Why Go Deep?

Deep neural networks have achieved tremendous success in a wide range of applications and have shown overwhelming advantages compared with shallow networks in complicated tasks.
Why deep neural networks outperform shallow networks?
According to a well-known result - the universal approximation theorem, a feedforward neural network with a single, huge, hidden layer is a universal approximator of Borel measurable functions. This theorem states that shallow networks are powerful, but does not conclude that why deep networks are even more powerful.
Another research answers this question. Delalleau and Benjio (2011) showed that a shallow network requires exponentially more hidden units than a deep network in order to compute certain families of polynomials. However, their result is limited in a certain kind of neuron and
a specific problem. A general study is needed.
In 2014, Bengio pushed forward their work to show that deep networks are able to separate their input space into exponentially more linear regions than shallow networks with the same number of hidden units.
Personally, I think this is a good answer to the initial question. Here is my understanding of Benjio’s research.
The non-linear activation function used in most deep neural networks is ReLU, which is called a piecewise linear function in the paper. “Piecewise” means the function produces linear response on only a portion of input space. In ReLU where $a = \max{\{0, x\}}$ , only $x > 0$ leads to activation.
A piecewise linear function behaves differently in a specific point, which I call a critical point. In ReLU, this point is $0$ . For the first hidden layer, the collection of inputs that is mapped to the critical point of the $i$ -th hidden unit forms a hyperplane in the input space. Formally, let $W_{i, :}$ be the weight vector from input to the $i$ -th hidden unit of the first hidden layer, $b_i$ be the corresponding bias. The hyperplane with respect to the critical point on this unit is $H_{i} = \{x\in R^{n_0} | W_{i,:}x + b_i = 0\}$
for $i = 1\dots n_1$
In a shallow network with $n_0$ input units and $n_1$ hidden units, there are totally $n_1$ hyperplanes. Such set of hyperplanes is able to split the input space into at most $\sum_{j=0}^{n_0} C_{n_1}^j$ regions (Zaslavsky 1975). Such regions are mutually exclusive.
Such regions are called linear regions. The number of linear regions that a network generates imply the flexibility of the network. In classification, the more linear regions are used, the more approximation to the real decision boundary the network will achieve.
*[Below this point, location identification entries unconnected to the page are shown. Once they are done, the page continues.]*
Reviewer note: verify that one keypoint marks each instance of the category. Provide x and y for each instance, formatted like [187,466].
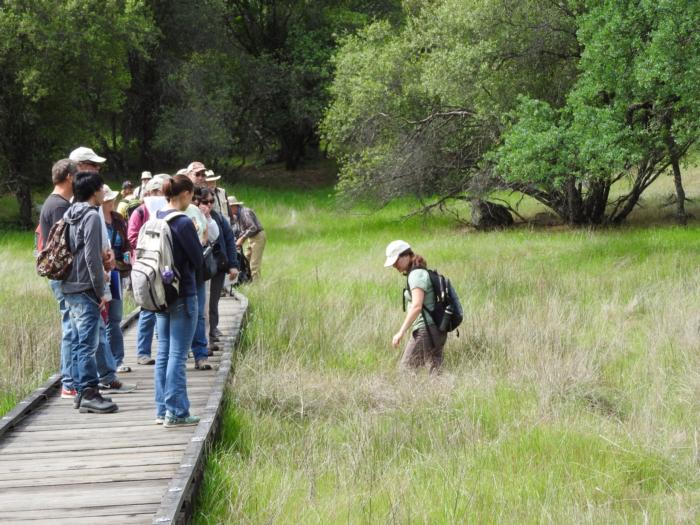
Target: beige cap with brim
[393,250]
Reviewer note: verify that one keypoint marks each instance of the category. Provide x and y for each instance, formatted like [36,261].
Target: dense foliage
[557,100]
[580,104]
[152,84]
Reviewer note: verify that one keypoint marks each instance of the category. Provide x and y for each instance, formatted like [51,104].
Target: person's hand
[103,303]
[108,260]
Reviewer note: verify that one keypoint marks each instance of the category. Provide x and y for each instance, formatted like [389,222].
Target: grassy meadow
[571,395]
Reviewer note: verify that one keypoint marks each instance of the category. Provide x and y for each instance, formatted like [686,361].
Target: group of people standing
[103,241]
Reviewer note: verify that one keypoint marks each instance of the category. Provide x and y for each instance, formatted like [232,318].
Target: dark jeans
[217,284]
[424,349]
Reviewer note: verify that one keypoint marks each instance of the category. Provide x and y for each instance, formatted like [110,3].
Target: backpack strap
[424,308]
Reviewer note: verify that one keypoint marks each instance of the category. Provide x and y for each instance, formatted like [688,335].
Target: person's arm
[230,240]
[93,252]
[249,223]
[417,297]
[190,242]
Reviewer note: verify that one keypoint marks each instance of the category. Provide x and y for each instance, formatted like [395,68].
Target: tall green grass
[571,394]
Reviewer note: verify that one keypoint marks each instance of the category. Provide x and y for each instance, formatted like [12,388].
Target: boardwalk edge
[43,392]
[177,503]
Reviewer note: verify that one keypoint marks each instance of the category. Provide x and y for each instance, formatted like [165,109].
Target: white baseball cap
[393,250]
[109,194]
[83,154]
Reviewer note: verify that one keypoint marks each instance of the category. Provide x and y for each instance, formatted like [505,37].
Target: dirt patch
[321,174]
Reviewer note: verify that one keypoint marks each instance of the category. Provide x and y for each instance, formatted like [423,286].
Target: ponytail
[417,261]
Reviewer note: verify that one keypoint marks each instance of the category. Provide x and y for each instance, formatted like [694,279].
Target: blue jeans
[144,338]
[85,322]
[175,330]
[66,336]
[199,342]
[114,331]
[106,366]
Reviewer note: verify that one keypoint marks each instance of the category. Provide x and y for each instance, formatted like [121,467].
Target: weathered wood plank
[60,466]
[92,512]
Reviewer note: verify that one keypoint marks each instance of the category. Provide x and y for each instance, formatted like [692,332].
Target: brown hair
[61,169]
[417,260]
[176,185]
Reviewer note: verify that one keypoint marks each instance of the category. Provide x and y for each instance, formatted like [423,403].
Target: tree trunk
[24,197]
[681,215]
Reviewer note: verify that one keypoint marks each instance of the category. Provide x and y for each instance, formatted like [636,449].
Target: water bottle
[167,274]
[446,319]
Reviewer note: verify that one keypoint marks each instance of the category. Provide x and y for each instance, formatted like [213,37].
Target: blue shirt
[187,251]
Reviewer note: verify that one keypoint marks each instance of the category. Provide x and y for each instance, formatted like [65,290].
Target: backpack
[55,259]
[445,296]
[154,261]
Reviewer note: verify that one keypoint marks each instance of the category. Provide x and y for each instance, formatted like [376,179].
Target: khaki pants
[256,245]
[420,351]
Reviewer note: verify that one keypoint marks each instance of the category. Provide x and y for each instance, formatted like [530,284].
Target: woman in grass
[426,342]
[176,325]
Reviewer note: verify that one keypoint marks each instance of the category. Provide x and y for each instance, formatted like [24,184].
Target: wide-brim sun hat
[210,176]
[196,167]
[83,154]
[109,194]
[393,250]
[233,201]
[156,183]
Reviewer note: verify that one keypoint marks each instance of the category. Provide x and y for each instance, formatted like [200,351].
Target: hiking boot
[68,393]
[117,387]
[174,422]
[202,364]
[79,397]
[93,402]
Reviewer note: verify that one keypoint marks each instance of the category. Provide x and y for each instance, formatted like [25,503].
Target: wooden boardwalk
[60,466]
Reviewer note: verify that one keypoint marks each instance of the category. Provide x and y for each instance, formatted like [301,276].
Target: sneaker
[79,397]
[202,364]
[117,387]
[68,393]
[92,402]
[174,422]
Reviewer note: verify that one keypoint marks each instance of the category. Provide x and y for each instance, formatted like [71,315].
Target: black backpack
[445,296]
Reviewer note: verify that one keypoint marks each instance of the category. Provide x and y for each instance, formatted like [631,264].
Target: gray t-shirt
[421,279]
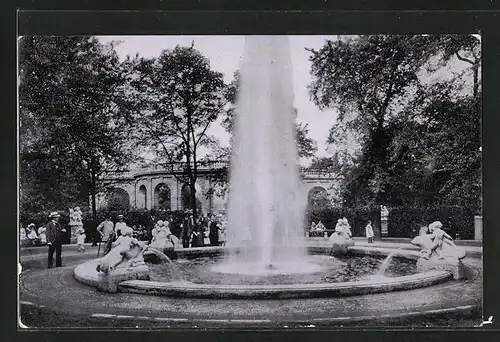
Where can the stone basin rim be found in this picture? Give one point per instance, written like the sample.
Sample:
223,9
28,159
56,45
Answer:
85,273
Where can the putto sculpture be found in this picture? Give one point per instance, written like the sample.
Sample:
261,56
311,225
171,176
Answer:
438,251
124,262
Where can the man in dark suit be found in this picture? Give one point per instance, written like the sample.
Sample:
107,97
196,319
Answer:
150,223
187,229
55,234
214,232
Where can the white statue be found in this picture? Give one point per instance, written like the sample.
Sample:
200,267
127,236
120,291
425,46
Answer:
437,243
75,217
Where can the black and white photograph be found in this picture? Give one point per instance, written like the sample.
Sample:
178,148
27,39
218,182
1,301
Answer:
259,181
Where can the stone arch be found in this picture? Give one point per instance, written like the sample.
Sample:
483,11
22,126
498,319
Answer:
118,198
185,197
142,198
162,196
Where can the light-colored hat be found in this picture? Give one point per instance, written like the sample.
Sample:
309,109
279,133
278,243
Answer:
436,224
127,231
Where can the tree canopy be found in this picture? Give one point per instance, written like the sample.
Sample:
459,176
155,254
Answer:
73,130
418,139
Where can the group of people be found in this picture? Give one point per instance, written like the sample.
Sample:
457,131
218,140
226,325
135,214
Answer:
30,236
206,230
344,228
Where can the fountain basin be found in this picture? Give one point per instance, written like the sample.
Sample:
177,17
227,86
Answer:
86,274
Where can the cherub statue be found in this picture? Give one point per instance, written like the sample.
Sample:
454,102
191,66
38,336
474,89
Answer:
437,242
75,217
126,251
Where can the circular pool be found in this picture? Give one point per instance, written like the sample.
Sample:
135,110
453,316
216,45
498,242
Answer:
314,269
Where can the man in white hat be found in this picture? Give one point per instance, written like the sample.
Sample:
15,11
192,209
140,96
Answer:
55,233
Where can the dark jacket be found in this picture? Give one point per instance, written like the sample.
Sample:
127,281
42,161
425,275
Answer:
214,229
53,231
187,227
150,222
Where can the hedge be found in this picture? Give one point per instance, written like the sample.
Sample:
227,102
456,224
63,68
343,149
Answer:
132,217
406,221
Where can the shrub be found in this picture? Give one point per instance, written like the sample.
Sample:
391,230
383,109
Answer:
357,217
406,221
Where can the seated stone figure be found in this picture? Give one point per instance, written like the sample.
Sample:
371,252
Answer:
438,252
341,239
436,243
126,252
161,248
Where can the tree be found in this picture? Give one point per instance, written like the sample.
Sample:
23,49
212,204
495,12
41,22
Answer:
179,97
418,139
72,103
367,79
306,146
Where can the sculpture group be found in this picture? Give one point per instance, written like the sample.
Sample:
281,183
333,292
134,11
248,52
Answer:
438,251
341,238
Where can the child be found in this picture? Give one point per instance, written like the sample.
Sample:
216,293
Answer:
80,239
369,232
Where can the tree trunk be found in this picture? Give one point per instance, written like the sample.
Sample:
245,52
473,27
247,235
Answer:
93,190
475,89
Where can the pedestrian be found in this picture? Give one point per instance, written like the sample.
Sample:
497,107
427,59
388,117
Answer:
187,229
32,235
42,235
22,236
107,233
214,232
150,224
120,225
80,239
369,232
55,234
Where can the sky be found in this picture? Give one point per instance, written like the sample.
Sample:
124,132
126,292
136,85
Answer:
224,53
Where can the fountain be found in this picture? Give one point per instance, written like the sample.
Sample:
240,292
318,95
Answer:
266,206
267,255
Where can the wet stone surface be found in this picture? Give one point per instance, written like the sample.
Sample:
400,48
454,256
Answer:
333,270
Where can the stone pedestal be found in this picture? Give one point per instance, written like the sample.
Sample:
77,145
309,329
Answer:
478,228
108,282
453,265
383,227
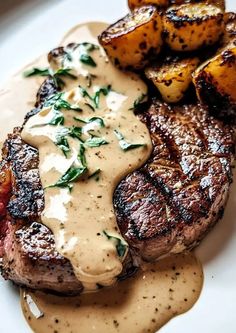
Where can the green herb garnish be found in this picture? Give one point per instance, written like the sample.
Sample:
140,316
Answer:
58,118
95,175
105,91
81,156
57,102
121,247
87,60
56,76
126,145
63,144
75,132
138,102
37,72
85,49
95,142
96,98
91,120
70,176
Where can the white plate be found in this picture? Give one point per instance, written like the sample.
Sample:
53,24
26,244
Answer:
32,27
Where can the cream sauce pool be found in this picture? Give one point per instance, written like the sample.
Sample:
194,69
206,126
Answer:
140,304
104,142
159,291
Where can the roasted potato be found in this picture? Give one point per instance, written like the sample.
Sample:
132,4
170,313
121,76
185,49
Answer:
139,3
219,3
130,41
173,79
188,27
215,80
230,29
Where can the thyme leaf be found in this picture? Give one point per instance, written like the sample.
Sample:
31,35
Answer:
62,143
81,156
37,72
55,76
87,60
95,142
70,176
58,118
96,98
57,102
91,120
121,247
95,175
139,101
126,145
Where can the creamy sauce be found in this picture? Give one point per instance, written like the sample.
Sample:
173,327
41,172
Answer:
142,303
83,219
139,304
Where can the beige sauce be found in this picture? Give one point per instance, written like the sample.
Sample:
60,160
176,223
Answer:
139,304
83,219
142,303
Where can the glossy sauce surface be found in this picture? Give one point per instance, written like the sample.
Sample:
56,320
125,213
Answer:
102,99
140,304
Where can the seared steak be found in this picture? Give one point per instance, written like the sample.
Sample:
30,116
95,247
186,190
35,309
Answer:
166,206
174,199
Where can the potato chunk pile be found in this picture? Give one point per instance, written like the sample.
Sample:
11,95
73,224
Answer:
178,44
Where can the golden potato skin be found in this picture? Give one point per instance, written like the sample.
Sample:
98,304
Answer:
189,27
215,80
230,29
130,41
139,3
219,3
173,79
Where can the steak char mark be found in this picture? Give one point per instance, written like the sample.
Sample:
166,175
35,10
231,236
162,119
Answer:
165,207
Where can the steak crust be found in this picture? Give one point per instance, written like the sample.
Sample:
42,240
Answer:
166,206
179,194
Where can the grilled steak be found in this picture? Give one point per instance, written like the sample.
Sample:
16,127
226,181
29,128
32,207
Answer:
166,206
174,199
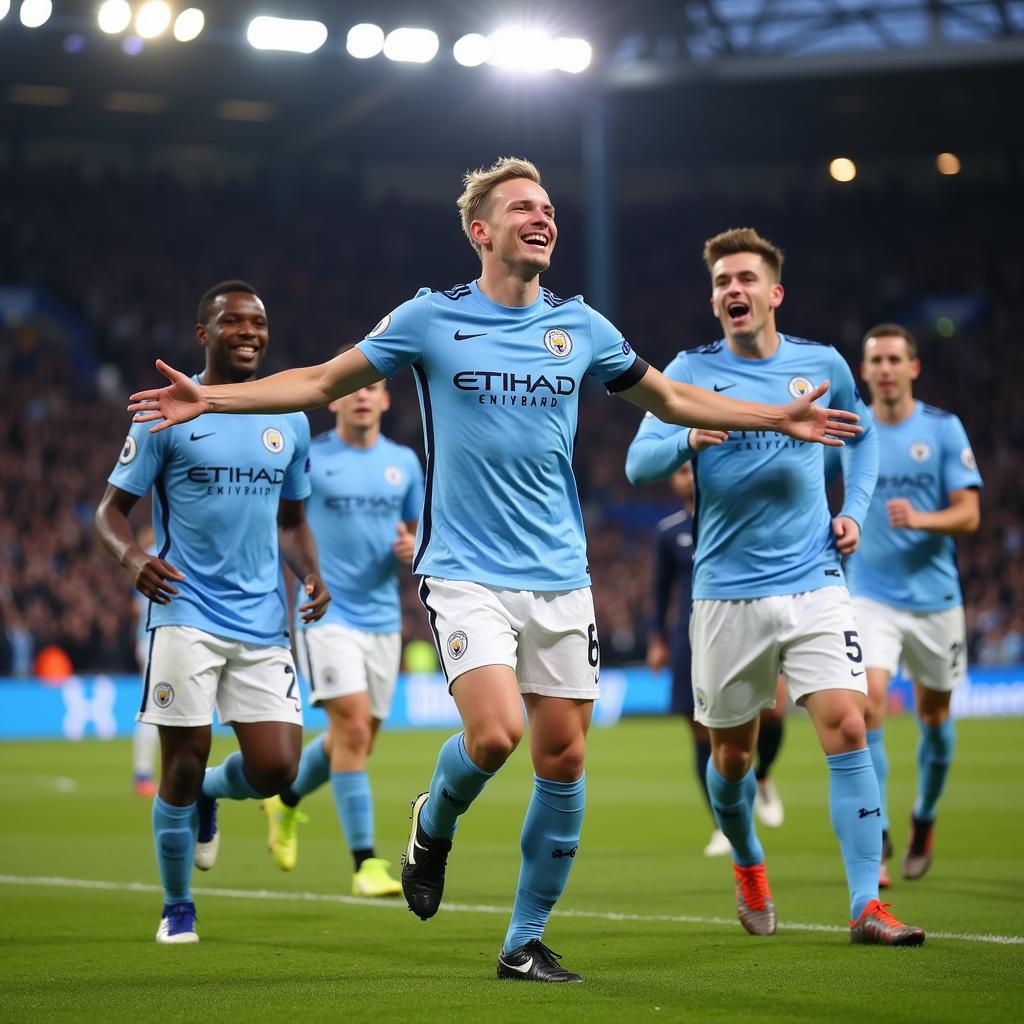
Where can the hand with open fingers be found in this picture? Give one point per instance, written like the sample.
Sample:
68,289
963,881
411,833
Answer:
700,439
847,535
153,576
320,598
180,401
902,515
808,422
404,546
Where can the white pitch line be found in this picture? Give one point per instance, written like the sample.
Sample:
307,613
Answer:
266,894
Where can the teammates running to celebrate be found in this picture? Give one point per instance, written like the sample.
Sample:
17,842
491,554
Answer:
501,553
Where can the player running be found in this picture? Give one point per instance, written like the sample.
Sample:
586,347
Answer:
226,498
768,590
903,578
499,364
367,496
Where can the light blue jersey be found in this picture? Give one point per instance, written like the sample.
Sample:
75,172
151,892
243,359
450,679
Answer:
499,389
358,498
922,459
216,486
762,524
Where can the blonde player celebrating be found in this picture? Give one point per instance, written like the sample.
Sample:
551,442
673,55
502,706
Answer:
367,496
903,578
499,364
768,590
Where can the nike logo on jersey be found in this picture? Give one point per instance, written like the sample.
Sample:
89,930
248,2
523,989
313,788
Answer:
521,968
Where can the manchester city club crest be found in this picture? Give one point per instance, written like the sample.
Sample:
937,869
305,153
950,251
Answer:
799,386
273,440
558,342
457,644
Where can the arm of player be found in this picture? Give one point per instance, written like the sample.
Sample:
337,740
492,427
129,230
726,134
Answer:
961,516
687,404
150,574
298,547
290,390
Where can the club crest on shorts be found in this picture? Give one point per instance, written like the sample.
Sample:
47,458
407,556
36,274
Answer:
273,440
799,386
457,644
128,452
558,342
382,325
163,694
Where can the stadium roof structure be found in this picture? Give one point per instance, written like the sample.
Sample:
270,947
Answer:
888,75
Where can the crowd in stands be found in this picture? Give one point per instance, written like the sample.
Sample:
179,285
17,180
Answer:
122,262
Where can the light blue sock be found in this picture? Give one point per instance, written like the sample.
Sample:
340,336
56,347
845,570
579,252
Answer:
314,770
174,837
880,759
935,754
227,780
355,807
456,784
856,817
549,842
733,807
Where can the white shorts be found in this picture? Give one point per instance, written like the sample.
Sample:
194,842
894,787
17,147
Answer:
739,647
548,638
190,672
933,644
338,662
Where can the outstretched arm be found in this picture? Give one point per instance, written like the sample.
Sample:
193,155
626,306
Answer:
291,390
690,406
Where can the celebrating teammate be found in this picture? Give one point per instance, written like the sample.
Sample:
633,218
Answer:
768,590
903,578
367,496
226,497
499,364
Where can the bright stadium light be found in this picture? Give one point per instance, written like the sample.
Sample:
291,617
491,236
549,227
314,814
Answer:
36,12
286,34
153,18
188,25
472,50
843,169
114,16
412,45
522,49
365,41
572,55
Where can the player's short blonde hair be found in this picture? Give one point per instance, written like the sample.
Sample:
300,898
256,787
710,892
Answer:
743,240
474,203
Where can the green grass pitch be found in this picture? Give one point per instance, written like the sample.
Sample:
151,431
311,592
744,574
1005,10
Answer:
646,919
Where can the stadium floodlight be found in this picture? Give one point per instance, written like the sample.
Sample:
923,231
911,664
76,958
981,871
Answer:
522,49
36,12
286,34
843,169
572,55
412,45
472,50
114,16
365,41
188,25
153,18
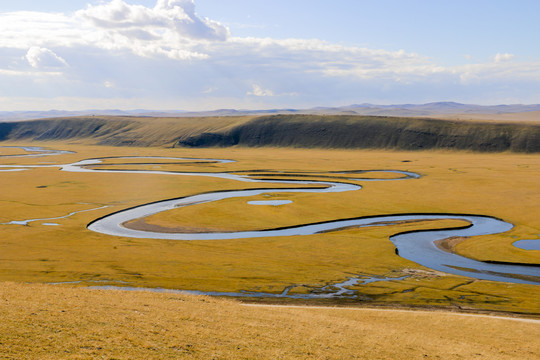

Another discovery is that in deep networks, the intermediate layers are able to map several pieces of inputs from previous layers into the same output, so that computation from previous layers can be re-used in the next layer.
This is like folding a paper. Each layer folds the paper folded by the last layer, generating more creases in the original, unfolded paper.
A shallow network only folds the original paper. For each hidden unit, it create a crease in the original space. The number of creases is the number of hidden units. The decision boundary is approximated by combining those creases.
A deep network folds the paper “recursively”. It folds the folded paper so that creases in the original paper increase exponentially with respect to the number of layers. Folding the folded paper is an another expression of “re-use the low level computations”.

In conclusion, by re-using the results from previous layers, deep networks are able to separate input space into exponentially more linear regions than shallow networks, making the model more powerful, capable and flexible. This is why deeper is better.